Heterogeneous Organic Reactions on Gallium-Rich Gallium Arsenide, Gallium Phosphide, and Gallium Nitride Surfaces.

Abstract

This dissertation details a wet chemical reaction strategy that has been developed to impart chemical and electronic stability, as well as chemical functionality to Ga-rich gallium arsenide (GaAs(111)A), gallium nitride (GaN(0001)), and gallium phosphide (GaP(111)A) surfaces. These materials have a broad range of applications in the fields of sensing, electronics, and photoelectrochemistry. However, the native unprotected surfaces of these materials are highly susceptible to oxidation and chemical attack, which cause deleterious surface states that facilitate charge recombination. Currently, the number of wet chemical routes available for surface passivation is limited. I have demonstrated that the addition of organic groups onto Ga-rich surfaces of GaAs(111)A, GaP(111)A, and GaN(0001) via a two-step chlorination/Grignard reaction sequence effects a surface that is chemically resistant to oxidation in ambient and aqueous environments and has a lower density of electronic defects relative to the native oxide.

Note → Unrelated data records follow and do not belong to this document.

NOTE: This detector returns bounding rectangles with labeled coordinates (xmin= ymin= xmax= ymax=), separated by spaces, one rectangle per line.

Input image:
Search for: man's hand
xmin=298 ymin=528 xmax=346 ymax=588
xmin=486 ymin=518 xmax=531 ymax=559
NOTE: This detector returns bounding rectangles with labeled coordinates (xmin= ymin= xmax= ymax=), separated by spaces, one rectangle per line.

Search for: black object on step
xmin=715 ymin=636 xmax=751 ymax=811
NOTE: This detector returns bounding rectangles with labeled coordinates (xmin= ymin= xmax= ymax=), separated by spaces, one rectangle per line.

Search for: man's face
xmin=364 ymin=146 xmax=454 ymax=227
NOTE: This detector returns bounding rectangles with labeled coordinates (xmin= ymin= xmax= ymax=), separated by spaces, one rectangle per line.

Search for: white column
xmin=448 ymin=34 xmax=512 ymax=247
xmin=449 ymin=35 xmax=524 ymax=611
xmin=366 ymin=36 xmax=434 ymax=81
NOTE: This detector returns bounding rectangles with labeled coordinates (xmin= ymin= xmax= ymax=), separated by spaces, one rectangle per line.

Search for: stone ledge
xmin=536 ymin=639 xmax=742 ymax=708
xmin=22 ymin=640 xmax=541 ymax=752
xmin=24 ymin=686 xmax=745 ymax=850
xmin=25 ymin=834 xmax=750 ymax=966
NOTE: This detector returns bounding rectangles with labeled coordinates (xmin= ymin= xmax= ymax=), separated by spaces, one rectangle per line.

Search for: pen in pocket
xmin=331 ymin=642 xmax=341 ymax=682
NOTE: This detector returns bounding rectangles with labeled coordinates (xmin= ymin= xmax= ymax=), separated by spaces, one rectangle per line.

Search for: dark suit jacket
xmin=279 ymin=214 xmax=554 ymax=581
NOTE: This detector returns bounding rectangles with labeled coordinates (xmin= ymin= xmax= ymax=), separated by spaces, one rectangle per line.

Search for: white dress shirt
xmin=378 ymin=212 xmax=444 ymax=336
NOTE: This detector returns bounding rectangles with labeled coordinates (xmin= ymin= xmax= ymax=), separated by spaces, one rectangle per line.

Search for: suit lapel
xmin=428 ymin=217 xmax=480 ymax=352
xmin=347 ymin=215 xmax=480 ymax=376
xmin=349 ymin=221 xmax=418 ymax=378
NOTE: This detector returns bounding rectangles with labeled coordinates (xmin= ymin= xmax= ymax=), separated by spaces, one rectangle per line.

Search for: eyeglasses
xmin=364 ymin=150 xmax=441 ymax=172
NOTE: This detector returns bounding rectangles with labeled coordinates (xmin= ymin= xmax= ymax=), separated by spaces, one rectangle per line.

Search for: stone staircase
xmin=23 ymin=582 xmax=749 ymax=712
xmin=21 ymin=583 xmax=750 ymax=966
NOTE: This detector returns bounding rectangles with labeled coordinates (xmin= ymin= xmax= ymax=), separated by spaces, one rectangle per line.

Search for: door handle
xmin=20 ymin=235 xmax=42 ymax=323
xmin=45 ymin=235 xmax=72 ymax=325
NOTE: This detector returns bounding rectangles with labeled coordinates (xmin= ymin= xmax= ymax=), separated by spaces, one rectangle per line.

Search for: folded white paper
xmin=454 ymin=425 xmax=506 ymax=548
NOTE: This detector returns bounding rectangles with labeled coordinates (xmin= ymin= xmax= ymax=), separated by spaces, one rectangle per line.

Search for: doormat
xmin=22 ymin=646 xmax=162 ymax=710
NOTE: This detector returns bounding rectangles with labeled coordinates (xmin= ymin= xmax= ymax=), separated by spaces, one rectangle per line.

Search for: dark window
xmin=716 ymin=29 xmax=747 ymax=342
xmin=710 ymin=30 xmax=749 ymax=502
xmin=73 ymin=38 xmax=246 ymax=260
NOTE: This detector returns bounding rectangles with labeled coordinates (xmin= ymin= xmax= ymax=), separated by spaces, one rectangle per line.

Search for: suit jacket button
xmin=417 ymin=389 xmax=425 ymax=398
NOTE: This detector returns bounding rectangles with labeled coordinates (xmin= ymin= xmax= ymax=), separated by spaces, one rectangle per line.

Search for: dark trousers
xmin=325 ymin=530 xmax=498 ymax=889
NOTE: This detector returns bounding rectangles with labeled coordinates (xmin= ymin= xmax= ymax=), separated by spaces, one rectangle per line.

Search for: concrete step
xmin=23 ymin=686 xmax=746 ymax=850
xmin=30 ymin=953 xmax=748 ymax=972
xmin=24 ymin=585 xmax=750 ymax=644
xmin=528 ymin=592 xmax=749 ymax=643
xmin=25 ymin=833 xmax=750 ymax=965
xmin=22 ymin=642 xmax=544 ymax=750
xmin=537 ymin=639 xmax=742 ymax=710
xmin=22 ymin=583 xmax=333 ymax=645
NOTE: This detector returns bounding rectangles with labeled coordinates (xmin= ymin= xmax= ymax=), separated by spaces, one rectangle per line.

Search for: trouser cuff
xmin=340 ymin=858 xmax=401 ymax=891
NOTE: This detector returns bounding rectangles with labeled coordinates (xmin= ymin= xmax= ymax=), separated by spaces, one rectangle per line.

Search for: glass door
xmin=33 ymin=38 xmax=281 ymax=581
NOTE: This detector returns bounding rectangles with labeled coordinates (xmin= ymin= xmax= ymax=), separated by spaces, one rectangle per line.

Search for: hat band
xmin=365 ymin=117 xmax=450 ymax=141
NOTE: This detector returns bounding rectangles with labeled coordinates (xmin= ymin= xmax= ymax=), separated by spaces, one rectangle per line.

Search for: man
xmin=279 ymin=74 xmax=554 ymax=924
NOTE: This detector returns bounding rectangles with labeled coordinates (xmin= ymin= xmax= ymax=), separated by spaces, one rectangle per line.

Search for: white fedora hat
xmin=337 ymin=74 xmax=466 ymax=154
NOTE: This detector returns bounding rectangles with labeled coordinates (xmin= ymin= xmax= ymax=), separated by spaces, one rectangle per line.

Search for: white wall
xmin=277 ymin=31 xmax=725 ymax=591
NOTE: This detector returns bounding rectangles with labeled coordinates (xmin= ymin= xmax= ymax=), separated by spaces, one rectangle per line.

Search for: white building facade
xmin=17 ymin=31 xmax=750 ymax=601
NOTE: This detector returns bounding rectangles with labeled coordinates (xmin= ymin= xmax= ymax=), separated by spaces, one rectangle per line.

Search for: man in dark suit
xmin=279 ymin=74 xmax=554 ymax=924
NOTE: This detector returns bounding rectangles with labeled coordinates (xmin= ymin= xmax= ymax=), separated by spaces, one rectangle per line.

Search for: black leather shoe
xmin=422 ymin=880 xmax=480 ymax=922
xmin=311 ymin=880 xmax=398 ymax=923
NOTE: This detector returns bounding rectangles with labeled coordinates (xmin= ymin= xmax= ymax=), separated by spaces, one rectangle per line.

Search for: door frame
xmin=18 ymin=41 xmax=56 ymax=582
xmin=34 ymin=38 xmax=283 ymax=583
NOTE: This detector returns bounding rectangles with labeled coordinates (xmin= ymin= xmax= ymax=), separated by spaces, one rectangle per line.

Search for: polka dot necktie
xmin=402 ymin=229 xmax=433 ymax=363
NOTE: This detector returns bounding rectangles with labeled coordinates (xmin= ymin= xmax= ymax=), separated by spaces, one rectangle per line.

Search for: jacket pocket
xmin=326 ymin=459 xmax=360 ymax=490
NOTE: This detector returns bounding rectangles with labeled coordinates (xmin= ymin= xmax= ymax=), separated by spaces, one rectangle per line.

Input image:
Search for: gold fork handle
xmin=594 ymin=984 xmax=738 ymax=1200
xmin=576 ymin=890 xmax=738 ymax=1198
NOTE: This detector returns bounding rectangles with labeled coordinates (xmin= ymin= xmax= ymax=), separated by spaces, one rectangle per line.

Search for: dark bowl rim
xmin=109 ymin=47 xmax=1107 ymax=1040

The Grignard reaction sequence was further used to covalently bind allyl and pentenyl groups, with terminal reactive olefins, to GaP(111)A surfaces. In addition to imparting resistance to oxidation that is comparable with alkyl-terminated GaP(111)A surfaces, covalently bound alkenyl groups allow for further modification of the GaP(111)A surface via secondary reactions. For proof of principle, allyl-terminated GaP(111)A surfaces were secondarily functionalized through Heck cross-coupling metathesis, hydrosilylation and electrophilic addition of bromine reactions. The resultant surfaces were characterized using X-ray photoelectron spectroscopy and grazing-angle attenuated total reflectance Fourier transform infrared spectroscopy. Finally, pentenyl-terminated GaP(111)A surfaces were sequentially modified first through electrophilic addition of bromine and then nucleophilic substitution with sodium azide. The azide-terminated GaP(111)A surface was then functionalized through a Huisgen 1,3 dipolar ‘Click’ reaction with an alkyne derivatized Fe-based molecular catalyst. This wet chemical reaction strategy provides a method to create robust Ga-C surface bonds that impart stability on Ga-rich III-V semiconductor surfaces while also affording chemical functionality that can be leveraged to attach technologically relevant organic molecules to the surface.